Garofani nelle “chiacchiere in libertà” fa emergere tutta la sua ostilità al governo di centrodestra, invoca “un provvidenziale scossone” per mettere fine all’esecutivo, che nasce dal voto alle Politiche del 2022, e propone come ultima soluzione “una grande lista nazionale di civici”, evidentemente volta a spaccare il centrodestra, “un nuovo Ulivo”. Ma ,come fa notare il quotidiano Il Dubbio oggi, sarebbe realizzabile però dopo aver impedito una nuova legge elettorale volta a rendere più proporzionale, con indicazione da parte degli schieramenti del premier, l’attuale sistema. Riforma attribuita alla volontà della stessa premier Meloni e del suo partito FdI.

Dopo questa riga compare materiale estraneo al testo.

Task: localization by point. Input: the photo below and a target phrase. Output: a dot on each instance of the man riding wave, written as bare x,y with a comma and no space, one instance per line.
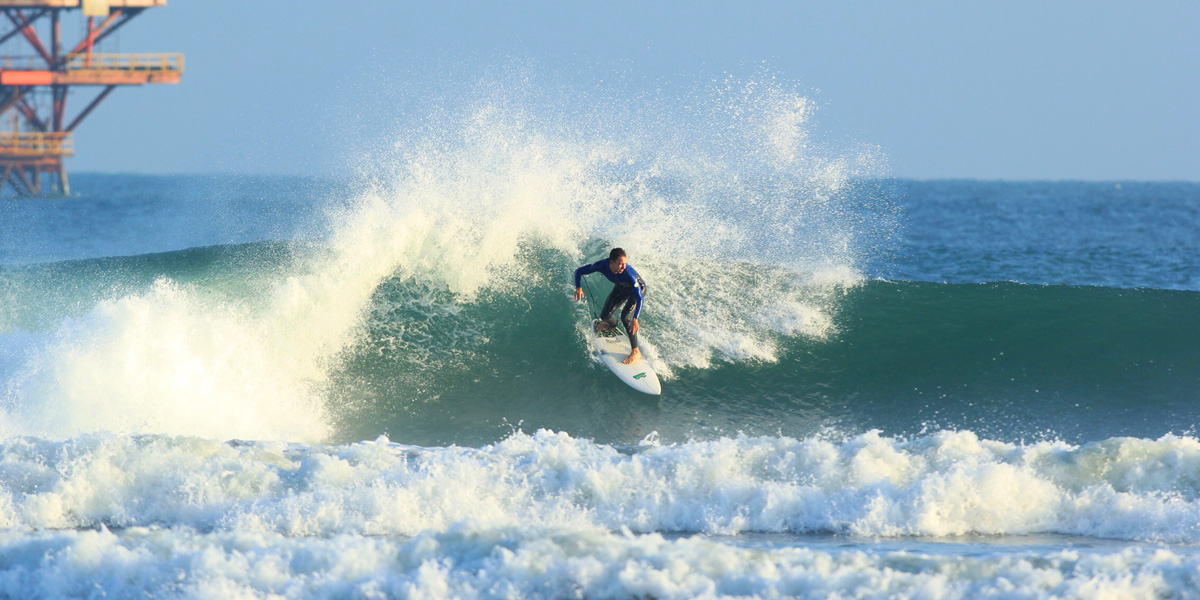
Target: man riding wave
628,288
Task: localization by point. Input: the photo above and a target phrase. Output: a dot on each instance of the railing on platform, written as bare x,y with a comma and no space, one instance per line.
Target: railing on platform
36,144
22,63
161,61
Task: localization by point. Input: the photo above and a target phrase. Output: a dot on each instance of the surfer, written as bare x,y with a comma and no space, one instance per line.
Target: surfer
628,288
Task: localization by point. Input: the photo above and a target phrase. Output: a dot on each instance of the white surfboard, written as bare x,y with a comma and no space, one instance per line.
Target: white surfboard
613,347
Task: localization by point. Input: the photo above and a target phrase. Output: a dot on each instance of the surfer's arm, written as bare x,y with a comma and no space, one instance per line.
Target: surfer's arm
637,309
583,270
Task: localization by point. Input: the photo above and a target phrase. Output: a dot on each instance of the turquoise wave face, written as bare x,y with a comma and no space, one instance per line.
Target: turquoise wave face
1007,360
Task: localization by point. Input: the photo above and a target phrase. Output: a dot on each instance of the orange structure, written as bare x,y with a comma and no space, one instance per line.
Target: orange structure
40,137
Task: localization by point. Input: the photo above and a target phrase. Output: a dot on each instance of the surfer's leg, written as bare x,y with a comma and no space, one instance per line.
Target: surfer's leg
610,305
625,317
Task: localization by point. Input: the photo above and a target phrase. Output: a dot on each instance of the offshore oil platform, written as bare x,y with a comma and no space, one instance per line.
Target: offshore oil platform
35,132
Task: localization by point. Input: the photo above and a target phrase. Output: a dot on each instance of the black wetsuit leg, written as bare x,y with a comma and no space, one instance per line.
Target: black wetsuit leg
611,303
621,294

Insomma, Garofani non smentisce quelle che più che “chiacchiere in libertà” sembrano vere e proprie proposte concrete. Il fatto che sia stata Meloni a chiedere il colloquio a Mattarella è stato interpretato dalle opposizioni e dal mainstream mediatico vicino alla sinistra come una sorta di andata a Canossa, chissà cosa avrebbero detto se fosse stato, invece, il presidente stesso a convocarla. Cosa che sarebbe suonata come una richiesta di chiarimento da parte dell’inquilino del Colle e pratica irrituale nello stile quirinalizio, almeno di quello interpretato dal presidente Mattarella.

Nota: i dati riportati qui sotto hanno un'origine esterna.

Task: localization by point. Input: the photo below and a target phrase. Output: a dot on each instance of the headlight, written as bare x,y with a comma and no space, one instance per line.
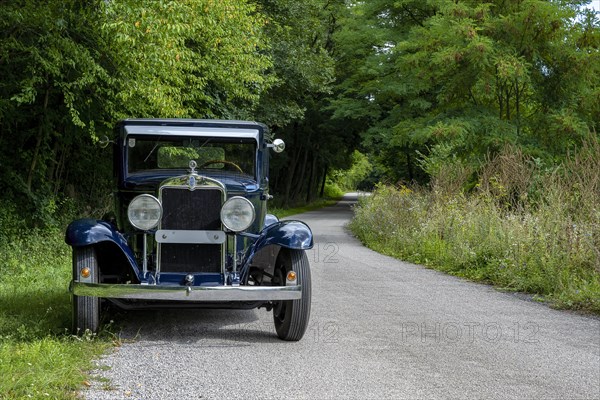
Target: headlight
237,214
144,212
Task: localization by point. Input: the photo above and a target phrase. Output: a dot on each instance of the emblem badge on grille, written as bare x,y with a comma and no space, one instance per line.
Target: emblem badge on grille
192,182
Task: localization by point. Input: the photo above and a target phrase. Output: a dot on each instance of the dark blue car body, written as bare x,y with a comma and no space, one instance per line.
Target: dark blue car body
191,257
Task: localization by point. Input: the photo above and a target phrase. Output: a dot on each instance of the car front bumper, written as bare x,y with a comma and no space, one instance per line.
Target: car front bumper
187,293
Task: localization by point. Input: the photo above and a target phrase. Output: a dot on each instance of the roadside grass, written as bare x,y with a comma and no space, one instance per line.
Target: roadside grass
286,212
39,358
546,244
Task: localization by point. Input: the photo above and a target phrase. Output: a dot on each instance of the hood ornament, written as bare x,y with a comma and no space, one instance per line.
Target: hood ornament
192,178
193,166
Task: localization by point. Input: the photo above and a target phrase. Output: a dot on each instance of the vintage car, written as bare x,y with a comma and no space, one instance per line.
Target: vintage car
190,227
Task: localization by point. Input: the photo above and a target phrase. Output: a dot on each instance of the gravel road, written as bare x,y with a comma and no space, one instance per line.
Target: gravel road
380,328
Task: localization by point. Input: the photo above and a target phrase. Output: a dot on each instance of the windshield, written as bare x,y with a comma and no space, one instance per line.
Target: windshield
216,155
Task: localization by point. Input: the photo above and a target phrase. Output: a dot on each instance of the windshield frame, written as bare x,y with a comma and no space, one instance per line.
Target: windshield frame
162,141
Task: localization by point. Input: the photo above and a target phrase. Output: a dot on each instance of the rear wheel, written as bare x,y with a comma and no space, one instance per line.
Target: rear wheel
86,310
291,316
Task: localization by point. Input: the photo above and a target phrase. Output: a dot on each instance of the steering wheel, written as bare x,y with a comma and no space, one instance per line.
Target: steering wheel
210,162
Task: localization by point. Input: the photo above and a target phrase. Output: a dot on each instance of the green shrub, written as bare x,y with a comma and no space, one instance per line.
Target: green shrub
38,356
548,246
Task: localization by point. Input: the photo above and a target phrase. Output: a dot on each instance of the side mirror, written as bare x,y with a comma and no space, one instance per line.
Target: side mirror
278,145
104,141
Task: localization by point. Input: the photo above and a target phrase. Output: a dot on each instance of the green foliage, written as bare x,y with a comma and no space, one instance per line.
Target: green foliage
523,229
353,178
469,77
38,356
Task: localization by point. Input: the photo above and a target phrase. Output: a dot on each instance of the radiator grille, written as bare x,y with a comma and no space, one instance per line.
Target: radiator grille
191,210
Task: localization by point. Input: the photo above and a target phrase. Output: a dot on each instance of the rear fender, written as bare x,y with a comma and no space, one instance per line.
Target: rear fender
88,232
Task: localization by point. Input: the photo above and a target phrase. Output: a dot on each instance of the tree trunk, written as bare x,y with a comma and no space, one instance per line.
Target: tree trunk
409,167
324,180
300,183
38,143
311,182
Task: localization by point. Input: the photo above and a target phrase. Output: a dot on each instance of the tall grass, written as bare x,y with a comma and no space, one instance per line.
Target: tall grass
38,356
522,228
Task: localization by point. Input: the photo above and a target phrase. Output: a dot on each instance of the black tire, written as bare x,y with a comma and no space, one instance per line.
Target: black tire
291,316
86,310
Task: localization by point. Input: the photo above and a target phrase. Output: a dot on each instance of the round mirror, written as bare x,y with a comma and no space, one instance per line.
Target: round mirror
278,145
104,141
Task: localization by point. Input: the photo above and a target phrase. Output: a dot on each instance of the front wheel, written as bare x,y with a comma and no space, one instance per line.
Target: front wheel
86,310
291,316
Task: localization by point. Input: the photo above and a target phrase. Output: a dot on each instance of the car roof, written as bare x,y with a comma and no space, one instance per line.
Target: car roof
193,127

Resta il fatto che la premier, pur usando parole di diplomazia, pur ribadendo “la sintonia con il Quirinale per il bene della Nazione”, non arretra ed è la sua di fatto la richiesta di chiarimento per l’irrituale uscita di Garofani in un pubblico luogo di ritrovo. Fonti di Palazzo Chigi lo definiscono “un colloquio per un ‘chiarimento'”. Battono le agenzie di stampa: Meloni è stata al Quirinale per un confronto con Mattarella. Con il quale la premier ha definito le affermazioni di Garofani “istituzionalmente e politicamente inopportune”, tra l’altro, ha sottolineato “pronunciate in un contesto pubblico”. La premessa di Meloni è che “la sintonia istituzionale” che esiste tra Palazzo Chigi e il Quirinale “non è mai venuta meno fin dall’insediamento di questo governo” e “della quale nessuno ha mai dubitato”.

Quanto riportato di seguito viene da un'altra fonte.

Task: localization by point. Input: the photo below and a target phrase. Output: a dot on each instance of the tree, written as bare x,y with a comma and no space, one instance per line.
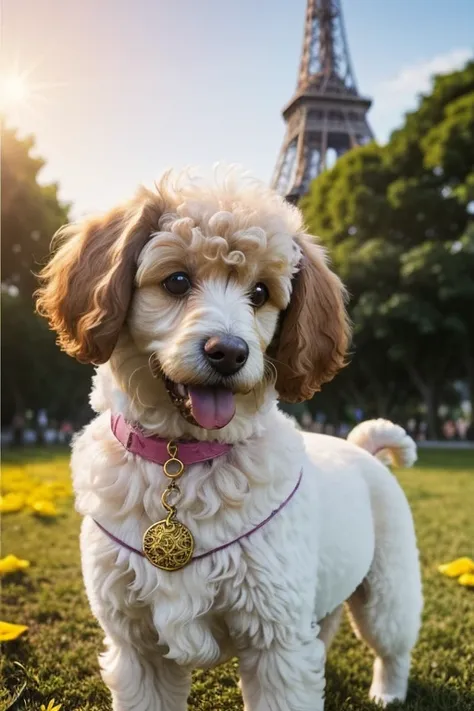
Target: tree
31,213
35,373
397,221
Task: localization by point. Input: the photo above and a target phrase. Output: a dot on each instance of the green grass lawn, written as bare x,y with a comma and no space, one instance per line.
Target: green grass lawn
57,657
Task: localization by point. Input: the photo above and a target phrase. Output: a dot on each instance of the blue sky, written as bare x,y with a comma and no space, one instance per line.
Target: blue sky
124,89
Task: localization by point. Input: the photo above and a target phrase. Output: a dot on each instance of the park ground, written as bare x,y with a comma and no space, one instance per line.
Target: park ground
57,657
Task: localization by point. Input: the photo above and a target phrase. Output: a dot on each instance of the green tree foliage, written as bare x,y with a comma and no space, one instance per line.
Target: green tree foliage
397,220
35,374
31,212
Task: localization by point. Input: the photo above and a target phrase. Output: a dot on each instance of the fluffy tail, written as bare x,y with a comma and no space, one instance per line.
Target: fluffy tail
386,441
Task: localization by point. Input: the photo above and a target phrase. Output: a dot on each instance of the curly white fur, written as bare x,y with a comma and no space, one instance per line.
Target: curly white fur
274,598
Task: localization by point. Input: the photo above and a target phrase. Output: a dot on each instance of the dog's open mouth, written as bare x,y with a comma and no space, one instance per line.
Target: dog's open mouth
209,407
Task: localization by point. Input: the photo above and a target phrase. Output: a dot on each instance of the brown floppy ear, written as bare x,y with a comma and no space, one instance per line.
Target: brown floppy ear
87,286
314,331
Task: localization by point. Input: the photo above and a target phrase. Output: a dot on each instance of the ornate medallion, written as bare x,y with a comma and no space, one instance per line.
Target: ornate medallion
168,544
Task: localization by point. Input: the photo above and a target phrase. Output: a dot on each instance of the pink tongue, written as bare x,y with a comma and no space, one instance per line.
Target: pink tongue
212,408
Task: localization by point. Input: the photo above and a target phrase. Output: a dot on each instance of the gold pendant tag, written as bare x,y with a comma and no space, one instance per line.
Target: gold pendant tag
168,544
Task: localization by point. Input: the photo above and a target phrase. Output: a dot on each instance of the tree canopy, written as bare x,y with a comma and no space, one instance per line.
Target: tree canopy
398,222
35,374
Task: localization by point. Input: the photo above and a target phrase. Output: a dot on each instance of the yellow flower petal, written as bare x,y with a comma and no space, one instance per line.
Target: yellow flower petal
11,503
9,631
457,567
467,579
10,564
44,508
50,706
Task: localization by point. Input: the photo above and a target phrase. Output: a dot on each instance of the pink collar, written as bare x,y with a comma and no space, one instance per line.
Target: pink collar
222,547
154,448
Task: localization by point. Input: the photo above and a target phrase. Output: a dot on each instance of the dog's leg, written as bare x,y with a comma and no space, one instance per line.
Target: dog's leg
329,625
385,612
140,683
288,676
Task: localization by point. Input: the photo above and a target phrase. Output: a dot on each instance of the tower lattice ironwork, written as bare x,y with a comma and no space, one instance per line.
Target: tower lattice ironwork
326,116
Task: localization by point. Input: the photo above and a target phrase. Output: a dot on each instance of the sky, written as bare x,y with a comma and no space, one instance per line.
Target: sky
122,90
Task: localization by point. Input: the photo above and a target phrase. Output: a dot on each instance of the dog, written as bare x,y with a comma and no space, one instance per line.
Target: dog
212,526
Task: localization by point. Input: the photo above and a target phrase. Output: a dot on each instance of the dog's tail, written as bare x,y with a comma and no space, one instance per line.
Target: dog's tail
386,441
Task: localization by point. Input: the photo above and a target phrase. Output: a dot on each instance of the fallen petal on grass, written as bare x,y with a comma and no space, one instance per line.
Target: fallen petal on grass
457,567
10,503
467,580
9,631
12,564
51,706
45,509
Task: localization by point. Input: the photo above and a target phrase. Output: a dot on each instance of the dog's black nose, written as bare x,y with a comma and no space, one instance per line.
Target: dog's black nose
226,354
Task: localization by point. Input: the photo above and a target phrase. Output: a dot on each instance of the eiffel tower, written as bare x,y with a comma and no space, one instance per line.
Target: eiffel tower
326,116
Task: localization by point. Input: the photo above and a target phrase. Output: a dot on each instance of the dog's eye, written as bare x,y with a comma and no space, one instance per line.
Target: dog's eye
177,284
259,295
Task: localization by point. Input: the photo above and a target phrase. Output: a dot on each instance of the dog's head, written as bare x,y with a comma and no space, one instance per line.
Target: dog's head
218,291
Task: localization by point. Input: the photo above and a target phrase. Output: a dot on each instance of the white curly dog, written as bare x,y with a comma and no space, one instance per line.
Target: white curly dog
200,303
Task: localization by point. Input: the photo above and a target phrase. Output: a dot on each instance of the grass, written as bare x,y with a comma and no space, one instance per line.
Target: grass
57,658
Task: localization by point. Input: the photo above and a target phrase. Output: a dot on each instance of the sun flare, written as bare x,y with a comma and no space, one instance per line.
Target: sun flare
14,90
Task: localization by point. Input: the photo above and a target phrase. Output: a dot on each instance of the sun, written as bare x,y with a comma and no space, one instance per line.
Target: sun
14,91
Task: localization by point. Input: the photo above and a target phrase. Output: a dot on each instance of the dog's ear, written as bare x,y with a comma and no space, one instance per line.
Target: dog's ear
87,286
314,330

La premier sottolinea – riporta l’Agi – anche che la richiesta di smentita formulata da Bignami “non era un attacco al Quirinale”, “ma al contrario un modo per circoscrivere al suo ambito reale la vicenda, anche a tutela del Quirinale”. “Era intenzione – riferiscono fonti di governo – da parte del partito di maggioranza relativa intervenire per fugare ogni ipotesi di scontro tra due istituzioni che invece collaborano insieme per il bene della Nazione”. Insomma, doveva essere “il diretto interessato, ovvero il consigliere Garofani, a chiarire, per chiudere immediatamente la questione”.

Nei venti minuti di colloquio al Colle, Meloni sottolinea il “rammarico” per le dichiarazioni di Garofani, e allo stesso tempo garantisce che non c’è alcuna volontà di uno strappo. “Fratelli d’Italia ritiene la questione chiusa e non reputa di aggiungere altro. Rinnoviamo la stima nel presidente Mattarella e l’apprezzamento per la sintonia istituzionale tra il Quirinale e Palazzo Chigi”, affermano i capigruppo Bignami e Malan.

Così si conclude la seconda giornata del caso “Garofani rosso”.